Plus intéressant quant à l’or d’investissement, qui manifestement suscite aussi la convoitise d’IOB : « la banque souhaite introduire des pièces d’or de 100 grammes d’ici peu », précise Sify.
Bref : attention aux Cassandre qui prévoient la chute de la consommation d’or par les Indiens. Attention surtout à ne pas prendre la demande locale de bijoux pour ce qu’elle n’est pas seulement : une passion pour l’esthétique des bijoux. Environ la moitié des bijoux achetés en Inde, d’or comme d’argent, sont destinés à la thésaurisation, à l’accumulation de valeur. C’est pourquoi les bijoux sont souvent revendus – et refondus – en cas de « coup dur ».

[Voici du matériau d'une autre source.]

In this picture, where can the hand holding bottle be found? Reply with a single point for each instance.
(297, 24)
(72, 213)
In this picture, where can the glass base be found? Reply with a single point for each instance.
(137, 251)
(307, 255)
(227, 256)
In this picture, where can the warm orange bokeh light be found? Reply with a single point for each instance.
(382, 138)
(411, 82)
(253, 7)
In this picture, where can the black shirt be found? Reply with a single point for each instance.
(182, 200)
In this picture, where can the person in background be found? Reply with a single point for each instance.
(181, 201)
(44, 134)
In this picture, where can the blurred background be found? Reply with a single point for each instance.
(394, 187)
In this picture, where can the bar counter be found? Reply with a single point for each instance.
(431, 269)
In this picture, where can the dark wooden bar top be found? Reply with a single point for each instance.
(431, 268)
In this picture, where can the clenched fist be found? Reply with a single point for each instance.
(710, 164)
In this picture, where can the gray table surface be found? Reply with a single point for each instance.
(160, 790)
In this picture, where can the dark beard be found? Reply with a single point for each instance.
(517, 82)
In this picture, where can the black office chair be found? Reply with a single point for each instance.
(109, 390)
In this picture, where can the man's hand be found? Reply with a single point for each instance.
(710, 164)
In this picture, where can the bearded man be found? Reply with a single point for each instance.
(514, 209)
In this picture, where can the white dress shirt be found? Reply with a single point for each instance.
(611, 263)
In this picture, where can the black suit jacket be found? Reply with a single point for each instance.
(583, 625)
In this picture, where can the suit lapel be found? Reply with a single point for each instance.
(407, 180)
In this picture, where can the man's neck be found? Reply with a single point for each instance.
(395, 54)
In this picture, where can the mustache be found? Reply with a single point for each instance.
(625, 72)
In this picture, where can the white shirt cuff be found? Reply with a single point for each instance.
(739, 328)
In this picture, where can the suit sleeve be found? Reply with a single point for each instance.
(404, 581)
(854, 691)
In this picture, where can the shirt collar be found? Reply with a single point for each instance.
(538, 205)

Dans un tel contexte, la hausse des cours n’est pas forcément décourageante. Après tout, les actions cessent-elles de se vendre lorsqu’elles montent ?
intéressant !!!! merci
Merci ! Emmanuel !
Je suis un peu dans le creux de la vague en ce moment
mais pas de déprime !
Je me sens bien que quand ça monte !
quelques pertes sur mes derniers achats !
je fais le gros dos et attend le soleil !
@ plus
Fred
Tenez bon,
La correction touche à sa fin…
un grand merci à Emmanuel,
usum
Merci pour toutes ces précisions sur le marché indien.
Cette correction de l’OR n’est probablement pas terminée.
Sur un graph mensuel le cours est toujours en débordement de la bande supérieure de Bollinger.
La logique voudrait que le cours réintègre son enveloppe (au minimum), donc pour une reprise de la hausse il faudra être patient, mais dans le schéma graphique actuel on ne peut voir actuellement aucun signe d’un retournement baissier.
Au contraire, les supports de tendance haussière sont nombreux et ils seront marqués.